I eventually got the vehicle examined and registered, and it is my daily drive. It is very quiet and very smooth, and drives like a sedan. I have had no problems with it, and I would buy another without hesitation.

Would you buy another car from this manufacturer? Yes

Review Date: 14th January, 2015

2013 SsangYong Actyon from Australia and New Zealand


You get what you pay for


Transmission slips and sticks in gear sometimes when slowing down. Been back to dealership for this, but they have yet to rectify it

General Comments:

Ugliest and stupidest looking vehicle on the road, but they are cheap... which is why my boss bought a few of them as company cars (maybe he wanted to punish us for not making him enough money?). It drives well, though it is not very fuel efficient for a diesel.
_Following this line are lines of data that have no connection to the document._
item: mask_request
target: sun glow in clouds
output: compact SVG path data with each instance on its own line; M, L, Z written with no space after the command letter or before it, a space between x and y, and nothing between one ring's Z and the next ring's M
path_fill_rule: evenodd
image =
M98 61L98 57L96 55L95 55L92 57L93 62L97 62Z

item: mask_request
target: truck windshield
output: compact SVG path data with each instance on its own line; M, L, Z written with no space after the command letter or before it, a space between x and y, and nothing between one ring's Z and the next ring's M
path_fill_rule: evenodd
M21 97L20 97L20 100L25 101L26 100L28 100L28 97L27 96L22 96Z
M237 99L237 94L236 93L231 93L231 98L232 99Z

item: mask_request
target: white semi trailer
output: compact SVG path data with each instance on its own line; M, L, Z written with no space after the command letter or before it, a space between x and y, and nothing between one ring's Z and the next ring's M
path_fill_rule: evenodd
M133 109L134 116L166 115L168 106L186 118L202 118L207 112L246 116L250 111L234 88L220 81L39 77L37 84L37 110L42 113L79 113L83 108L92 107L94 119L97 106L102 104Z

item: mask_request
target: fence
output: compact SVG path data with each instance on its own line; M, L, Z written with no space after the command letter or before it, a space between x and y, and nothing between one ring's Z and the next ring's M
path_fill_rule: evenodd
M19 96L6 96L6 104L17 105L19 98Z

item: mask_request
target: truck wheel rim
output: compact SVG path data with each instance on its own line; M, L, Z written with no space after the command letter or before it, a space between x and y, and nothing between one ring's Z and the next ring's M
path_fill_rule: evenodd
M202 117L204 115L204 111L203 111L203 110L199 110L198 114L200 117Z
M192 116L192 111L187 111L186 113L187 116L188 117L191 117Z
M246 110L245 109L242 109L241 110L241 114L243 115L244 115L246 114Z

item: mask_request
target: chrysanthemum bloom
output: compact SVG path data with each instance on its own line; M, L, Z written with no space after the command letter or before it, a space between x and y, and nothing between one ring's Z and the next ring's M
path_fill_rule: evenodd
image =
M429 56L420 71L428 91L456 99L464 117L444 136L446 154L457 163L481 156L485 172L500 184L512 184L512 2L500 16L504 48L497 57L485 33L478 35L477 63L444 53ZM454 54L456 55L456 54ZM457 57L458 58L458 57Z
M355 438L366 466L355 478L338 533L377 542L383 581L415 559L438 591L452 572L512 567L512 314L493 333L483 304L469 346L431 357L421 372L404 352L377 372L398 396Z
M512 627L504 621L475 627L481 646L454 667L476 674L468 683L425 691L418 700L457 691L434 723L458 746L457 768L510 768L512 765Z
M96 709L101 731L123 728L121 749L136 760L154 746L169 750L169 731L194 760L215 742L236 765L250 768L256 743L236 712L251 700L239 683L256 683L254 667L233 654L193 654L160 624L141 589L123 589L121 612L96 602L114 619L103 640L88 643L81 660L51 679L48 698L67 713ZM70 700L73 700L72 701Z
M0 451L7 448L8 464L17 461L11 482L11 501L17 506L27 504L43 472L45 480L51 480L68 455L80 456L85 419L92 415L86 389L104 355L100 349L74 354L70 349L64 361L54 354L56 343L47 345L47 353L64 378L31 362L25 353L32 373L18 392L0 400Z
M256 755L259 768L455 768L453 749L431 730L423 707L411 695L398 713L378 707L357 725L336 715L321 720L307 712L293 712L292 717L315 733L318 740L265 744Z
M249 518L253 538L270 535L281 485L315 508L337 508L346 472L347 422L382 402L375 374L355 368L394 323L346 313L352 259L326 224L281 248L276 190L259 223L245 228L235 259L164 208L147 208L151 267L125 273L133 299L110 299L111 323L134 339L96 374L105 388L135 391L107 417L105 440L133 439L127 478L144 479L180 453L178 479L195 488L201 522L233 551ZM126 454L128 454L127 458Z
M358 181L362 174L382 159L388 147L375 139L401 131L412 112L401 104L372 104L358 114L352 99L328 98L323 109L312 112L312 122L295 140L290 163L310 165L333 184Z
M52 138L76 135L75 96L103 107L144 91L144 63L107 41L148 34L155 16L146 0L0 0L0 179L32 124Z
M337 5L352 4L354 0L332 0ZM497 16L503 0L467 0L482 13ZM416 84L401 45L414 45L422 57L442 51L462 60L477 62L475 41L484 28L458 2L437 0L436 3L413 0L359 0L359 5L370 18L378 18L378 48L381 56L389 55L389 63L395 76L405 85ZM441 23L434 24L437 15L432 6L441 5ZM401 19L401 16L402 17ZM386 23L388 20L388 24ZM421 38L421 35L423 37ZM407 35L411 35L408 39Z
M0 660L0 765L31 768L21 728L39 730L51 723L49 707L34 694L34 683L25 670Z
Mine average 9.5 litres per 100km in mixed driving. By comparison, my 2001 Saab 9-3 high output turbo petrol averages 7.4 litres per 100km.

The Actyon is cheap and reasonably well equipped, but for a few grand more you could have a much better Mitsu Triton

Would you buy another car from this manufacturer? Don't Know

Review Date: 26th September, 2013

9th Jul 2014, 10:47

You are making a very poor comparison between a ute and a passenger car. A ute weighs around 2000 kg, whereas your Saab would be around 1250 kg. Weight has a massive effect on fuel economy. You should be pleased you are averaging what you do.

You say a Mitsi would be better, but how so? The Actyon has a better interior, and you cannot seriously claim a Triton is better looking. The Actyon sports a 6 speed auto, rides better, and can tow a respectable 2300 kg.

10th Jul 2014, 08:29

Pickup trucks (or utes), as well as commercial vans (like a Toyota Hi-Ace or a Mitsubishi Delica/L300) are geared differently, to be able to pull heavy loads up hills, so they will not be fast, and they will use more fuel.

16th Jul 2014, 17:06

I also own one of these Actyon Sports, bought it in 2012. After 50,000 KM the transmission slips very often or is stuck in the default gear. Took it to the repair shop, they replaced the clutch kit, however the problem still exists. I am totally frustrated, as I am unable to determine what is the cause or to have the problem resolved.

Can anyone point me in the right direction?

15th Sep 2014, 11:40


Regarding the transmission problem, it sounds similar to what my brother's 2011 model with similar km is doing.

If you find the solution, can you please post it here?

Thanks and good luck.

22nd Mar 2015, 12:10

Are you talking about the automatic or the manual model here?

The 6 speed autos (the AUSTRALIAN made DSI units) are duds. They are prone to slipping and being a general pain in the butt. This is no doubt why Ford and Holden both unceremoniously dumped DSI from their supplier list - owners of those vehicles have reported the same problems.